Cracker Barrel adopts a new ‘poison pill’

LEBANON, Tenn. — Cracker Barrel Old Country Store Inc. has adopted a new shareholder rights plan, or “poison pill,” in an attempt to ward off investment firm Biglari Holdings Inc. or anyone else from acquiring control of the restaurant chain without offering a premium to all its shareholders.

Cracker Barrel said Biglari Holdings, which owns the Steak ‘n Shake and Western Sizzlin restaurant chains, currently owns a stake of more than 16 percent in the company and obtained clearance in September to buy up to just under 50 percent of Cracker Barrel’s stock.

“The shareholder rights plan is designed to assure that all of Cracker Barrel’s shareholders receive fair and equal treatment in the event of any proposed takeover of the company and to guard against any attempt to gain control of Cracker Barrel without paying all shareholders a premium for that control,” President and CEO Sandra Cochran said Tuesday in a statement.

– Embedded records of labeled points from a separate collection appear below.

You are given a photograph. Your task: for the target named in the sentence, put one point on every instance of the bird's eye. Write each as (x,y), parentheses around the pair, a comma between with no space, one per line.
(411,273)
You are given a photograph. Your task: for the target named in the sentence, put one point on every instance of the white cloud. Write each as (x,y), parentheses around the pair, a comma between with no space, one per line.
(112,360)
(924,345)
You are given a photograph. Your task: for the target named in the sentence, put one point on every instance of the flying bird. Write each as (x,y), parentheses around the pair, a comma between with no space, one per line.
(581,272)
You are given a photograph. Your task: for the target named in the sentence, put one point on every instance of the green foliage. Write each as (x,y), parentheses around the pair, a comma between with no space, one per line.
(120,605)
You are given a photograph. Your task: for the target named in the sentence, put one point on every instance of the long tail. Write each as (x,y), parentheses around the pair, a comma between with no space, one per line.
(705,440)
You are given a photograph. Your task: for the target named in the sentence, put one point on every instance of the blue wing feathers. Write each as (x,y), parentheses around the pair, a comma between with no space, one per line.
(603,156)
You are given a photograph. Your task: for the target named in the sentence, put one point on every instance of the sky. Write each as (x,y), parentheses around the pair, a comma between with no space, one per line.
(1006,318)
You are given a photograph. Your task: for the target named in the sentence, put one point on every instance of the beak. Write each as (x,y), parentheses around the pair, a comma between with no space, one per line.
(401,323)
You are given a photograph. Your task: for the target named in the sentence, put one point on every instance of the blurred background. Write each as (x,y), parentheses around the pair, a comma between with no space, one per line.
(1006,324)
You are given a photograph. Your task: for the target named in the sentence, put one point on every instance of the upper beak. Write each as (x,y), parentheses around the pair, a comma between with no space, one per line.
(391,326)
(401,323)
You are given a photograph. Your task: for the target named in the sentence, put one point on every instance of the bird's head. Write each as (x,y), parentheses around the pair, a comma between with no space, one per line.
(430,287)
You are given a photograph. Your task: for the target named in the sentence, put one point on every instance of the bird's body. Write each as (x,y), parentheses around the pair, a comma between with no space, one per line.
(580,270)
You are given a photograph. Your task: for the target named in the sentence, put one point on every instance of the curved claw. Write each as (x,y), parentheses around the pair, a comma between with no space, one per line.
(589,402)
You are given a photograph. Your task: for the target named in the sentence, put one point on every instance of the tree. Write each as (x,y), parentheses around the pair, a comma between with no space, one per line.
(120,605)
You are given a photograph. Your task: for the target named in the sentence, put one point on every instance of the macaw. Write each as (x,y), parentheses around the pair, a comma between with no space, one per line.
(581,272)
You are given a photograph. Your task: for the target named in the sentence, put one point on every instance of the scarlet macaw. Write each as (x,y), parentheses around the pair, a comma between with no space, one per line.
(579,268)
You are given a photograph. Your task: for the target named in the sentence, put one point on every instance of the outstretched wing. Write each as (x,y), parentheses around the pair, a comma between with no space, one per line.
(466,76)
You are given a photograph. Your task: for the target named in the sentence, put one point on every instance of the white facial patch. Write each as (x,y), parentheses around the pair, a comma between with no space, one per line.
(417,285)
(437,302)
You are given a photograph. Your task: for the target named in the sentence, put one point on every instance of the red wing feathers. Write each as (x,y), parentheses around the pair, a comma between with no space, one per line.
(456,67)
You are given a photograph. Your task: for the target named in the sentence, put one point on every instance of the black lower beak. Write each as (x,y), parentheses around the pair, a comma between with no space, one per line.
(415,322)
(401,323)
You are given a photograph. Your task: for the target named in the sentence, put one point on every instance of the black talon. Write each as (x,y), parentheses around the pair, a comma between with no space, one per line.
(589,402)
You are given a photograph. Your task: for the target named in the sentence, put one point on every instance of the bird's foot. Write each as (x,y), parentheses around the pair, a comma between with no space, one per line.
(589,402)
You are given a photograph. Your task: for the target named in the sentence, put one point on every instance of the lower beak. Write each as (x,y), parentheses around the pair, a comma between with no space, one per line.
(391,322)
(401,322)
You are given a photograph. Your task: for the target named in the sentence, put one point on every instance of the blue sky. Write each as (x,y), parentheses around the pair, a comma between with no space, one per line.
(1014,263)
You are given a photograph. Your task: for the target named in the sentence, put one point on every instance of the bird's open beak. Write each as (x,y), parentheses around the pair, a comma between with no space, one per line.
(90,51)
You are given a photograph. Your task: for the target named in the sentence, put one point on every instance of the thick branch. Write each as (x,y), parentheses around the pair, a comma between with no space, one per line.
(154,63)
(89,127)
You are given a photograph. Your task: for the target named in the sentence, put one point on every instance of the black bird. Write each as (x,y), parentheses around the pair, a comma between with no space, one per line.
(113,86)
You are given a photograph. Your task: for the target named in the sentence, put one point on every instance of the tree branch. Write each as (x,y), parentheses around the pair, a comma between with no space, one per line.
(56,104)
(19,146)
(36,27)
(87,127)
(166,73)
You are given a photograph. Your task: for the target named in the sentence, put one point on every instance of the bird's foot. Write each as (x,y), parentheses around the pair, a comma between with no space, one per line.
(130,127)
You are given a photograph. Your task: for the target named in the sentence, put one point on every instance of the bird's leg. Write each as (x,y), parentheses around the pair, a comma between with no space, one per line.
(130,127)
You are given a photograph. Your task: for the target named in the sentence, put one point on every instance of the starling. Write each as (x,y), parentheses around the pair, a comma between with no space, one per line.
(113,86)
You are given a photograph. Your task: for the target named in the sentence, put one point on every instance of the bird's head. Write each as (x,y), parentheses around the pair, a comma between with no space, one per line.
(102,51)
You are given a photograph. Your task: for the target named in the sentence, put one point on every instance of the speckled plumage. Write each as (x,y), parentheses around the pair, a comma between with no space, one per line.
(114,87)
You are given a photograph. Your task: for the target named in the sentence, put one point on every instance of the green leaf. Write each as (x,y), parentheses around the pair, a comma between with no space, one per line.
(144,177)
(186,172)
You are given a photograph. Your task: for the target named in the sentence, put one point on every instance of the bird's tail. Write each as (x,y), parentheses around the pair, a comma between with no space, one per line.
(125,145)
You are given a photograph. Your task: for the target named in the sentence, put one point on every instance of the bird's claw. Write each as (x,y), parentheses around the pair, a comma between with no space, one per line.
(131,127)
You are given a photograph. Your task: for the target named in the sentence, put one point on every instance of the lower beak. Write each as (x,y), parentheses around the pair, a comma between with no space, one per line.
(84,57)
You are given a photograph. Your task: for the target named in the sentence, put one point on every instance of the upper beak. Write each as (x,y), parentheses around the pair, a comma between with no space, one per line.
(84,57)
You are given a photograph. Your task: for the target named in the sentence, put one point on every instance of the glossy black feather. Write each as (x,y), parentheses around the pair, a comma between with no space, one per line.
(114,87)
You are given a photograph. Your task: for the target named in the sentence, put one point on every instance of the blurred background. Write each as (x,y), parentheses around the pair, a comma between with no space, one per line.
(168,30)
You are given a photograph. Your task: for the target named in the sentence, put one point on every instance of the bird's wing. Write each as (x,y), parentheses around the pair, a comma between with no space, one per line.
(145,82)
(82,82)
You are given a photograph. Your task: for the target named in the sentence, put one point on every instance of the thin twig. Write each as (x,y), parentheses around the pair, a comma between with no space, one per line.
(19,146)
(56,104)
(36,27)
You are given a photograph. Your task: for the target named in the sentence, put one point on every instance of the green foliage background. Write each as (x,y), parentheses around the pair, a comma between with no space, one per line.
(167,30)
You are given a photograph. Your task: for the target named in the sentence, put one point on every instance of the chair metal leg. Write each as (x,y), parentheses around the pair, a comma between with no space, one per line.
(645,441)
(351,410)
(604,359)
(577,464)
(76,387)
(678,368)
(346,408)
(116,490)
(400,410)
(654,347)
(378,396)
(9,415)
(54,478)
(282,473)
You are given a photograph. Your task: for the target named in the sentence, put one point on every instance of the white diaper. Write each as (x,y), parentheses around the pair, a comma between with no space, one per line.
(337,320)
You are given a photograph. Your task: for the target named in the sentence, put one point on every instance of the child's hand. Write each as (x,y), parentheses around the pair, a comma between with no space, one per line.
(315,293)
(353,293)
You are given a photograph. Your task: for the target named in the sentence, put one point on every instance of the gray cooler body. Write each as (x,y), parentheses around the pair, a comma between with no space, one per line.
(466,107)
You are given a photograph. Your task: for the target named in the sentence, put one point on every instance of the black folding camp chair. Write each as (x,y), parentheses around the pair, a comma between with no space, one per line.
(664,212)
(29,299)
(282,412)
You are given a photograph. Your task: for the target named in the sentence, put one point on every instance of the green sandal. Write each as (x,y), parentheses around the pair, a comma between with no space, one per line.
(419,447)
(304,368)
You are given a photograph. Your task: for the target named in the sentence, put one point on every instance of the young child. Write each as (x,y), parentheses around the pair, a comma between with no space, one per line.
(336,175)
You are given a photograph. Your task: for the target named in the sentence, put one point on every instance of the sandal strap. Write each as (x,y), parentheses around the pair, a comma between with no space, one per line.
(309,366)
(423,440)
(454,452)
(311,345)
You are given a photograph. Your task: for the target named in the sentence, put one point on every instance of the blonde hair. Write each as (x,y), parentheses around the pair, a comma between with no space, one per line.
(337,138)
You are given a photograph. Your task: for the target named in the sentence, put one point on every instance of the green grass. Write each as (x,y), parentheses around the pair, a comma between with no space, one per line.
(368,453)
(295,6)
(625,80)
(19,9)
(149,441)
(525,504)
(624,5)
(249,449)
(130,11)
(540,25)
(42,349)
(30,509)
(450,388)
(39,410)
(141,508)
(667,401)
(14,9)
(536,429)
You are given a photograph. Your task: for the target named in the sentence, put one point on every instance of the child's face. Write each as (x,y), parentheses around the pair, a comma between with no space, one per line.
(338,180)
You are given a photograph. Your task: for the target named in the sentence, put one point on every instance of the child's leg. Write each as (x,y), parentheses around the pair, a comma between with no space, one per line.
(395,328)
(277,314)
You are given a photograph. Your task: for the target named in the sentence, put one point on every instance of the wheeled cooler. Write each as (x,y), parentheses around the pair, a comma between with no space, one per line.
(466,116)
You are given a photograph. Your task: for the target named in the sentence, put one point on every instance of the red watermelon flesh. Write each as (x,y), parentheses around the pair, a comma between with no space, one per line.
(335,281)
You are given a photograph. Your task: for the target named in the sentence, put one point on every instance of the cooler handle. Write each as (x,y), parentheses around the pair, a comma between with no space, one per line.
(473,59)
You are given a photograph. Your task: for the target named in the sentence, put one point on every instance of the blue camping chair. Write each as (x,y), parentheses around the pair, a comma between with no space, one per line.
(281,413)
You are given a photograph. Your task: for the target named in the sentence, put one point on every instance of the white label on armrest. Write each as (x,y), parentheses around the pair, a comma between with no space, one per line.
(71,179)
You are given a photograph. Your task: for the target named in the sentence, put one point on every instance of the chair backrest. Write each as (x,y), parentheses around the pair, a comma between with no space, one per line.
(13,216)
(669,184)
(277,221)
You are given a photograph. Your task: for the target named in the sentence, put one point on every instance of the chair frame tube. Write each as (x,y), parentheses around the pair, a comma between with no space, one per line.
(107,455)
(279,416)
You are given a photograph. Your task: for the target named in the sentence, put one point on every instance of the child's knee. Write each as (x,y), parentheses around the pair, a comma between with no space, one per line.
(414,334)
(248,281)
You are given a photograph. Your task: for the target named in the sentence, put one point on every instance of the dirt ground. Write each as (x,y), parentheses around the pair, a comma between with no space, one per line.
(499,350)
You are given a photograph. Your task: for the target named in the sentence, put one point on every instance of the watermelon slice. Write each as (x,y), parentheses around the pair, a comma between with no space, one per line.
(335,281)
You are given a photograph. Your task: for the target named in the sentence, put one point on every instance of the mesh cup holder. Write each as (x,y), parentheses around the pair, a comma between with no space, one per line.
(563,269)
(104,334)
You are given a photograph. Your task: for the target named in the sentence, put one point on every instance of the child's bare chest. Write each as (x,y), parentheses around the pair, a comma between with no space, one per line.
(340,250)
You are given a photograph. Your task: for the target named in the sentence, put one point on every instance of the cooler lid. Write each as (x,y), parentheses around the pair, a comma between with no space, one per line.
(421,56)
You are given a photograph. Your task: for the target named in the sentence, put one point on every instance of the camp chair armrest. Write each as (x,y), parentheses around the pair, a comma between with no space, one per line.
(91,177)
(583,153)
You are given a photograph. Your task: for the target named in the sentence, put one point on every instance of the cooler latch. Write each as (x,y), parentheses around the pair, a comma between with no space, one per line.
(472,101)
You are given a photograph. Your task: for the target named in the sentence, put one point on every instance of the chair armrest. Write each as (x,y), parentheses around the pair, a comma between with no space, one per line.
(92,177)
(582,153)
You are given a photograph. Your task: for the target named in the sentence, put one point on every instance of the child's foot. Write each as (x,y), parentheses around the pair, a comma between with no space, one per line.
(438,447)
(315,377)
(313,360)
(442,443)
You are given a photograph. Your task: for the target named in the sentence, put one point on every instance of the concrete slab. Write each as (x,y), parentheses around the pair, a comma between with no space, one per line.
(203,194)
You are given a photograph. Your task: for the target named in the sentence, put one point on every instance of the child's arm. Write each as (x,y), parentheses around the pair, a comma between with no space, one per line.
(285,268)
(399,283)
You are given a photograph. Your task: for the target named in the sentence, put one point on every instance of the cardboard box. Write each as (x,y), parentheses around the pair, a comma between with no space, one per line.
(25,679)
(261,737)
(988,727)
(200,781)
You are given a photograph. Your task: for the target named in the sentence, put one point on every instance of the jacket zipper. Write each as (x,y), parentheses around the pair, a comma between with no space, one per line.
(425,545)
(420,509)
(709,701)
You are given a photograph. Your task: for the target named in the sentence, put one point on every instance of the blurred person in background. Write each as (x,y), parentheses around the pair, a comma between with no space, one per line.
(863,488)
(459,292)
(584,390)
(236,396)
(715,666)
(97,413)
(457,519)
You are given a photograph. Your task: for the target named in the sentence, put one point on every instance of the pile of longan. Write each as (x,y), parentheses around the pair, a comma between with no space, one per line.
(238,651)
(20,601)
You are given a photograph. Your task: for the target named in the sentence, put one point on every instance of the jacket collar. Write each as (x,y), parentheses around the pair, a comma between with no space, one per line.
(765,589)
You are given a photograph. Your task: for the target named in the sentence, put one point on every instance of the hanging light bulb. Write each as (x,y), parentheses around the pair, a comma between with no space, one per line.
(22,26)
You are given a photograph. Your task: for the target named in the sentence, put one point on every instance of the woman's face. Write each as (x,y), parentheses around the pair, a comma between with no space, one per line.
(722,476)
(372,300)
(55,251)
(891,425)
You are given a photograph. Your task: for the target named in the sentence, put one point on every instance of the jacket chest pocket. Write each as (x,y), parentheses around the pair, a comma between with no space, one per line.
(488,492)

San Antonio, Texas-based Biglari began buying Cracker Barrel shares in June 2011. In December, its chairman and CEO, Sardar Biglari, tried to join Cracker Barrel’s board, but was defeated in an election at the annual shareholders meeting.

Biglari Holdings has complained that Cracker Barrel isn’t living up to its potential. It also has said that the restaurant chain, which also operates retail stores that sell a variety of items including gifts and souvenirs, should provide more detailed disclosures about its individual business units and that the directors should invest more of their own money in the company.

Cracker Barrel said that it had adopted a shareholder rights plan with a 10 percent triggering threshold in September, but that it expired after shareholders voted against the plan at its 2011 annual meeting.

It said the new shareholder rights plan has a 20 percent triggering threshold and does not apply to all-cash, fully financed tender offers open for at least 60 business days.

Under the new plan, if a person or group buys 20 percent or more of Cracker Barrel’s outstanding stock, each right will allow its holder to buy, for $200, a certain amount Cracker Barrel’s stock having a market value of twice such price. Once the 20 percent threshold is crossed, Cracker Barrel’s board would also be allowed to exchange one Cracker Barrel share for each outstanding right. That could make an unwanted takeover prohibitively expensive.

Cracker Barrel said that the shareholder rights plan is effective immediately and will expire on April 9, 2015, if approved by shareholders. The plan will end if it is not approved by shareholders at the Lebanon, Tenn., company’s annual meeting.

Cracker Barrel shares slipped 12 cents to $55.31 in morning trading Tuesday. They rose to a 52-week high of $59.90 in mid-February and traded as low as $37.31 last September.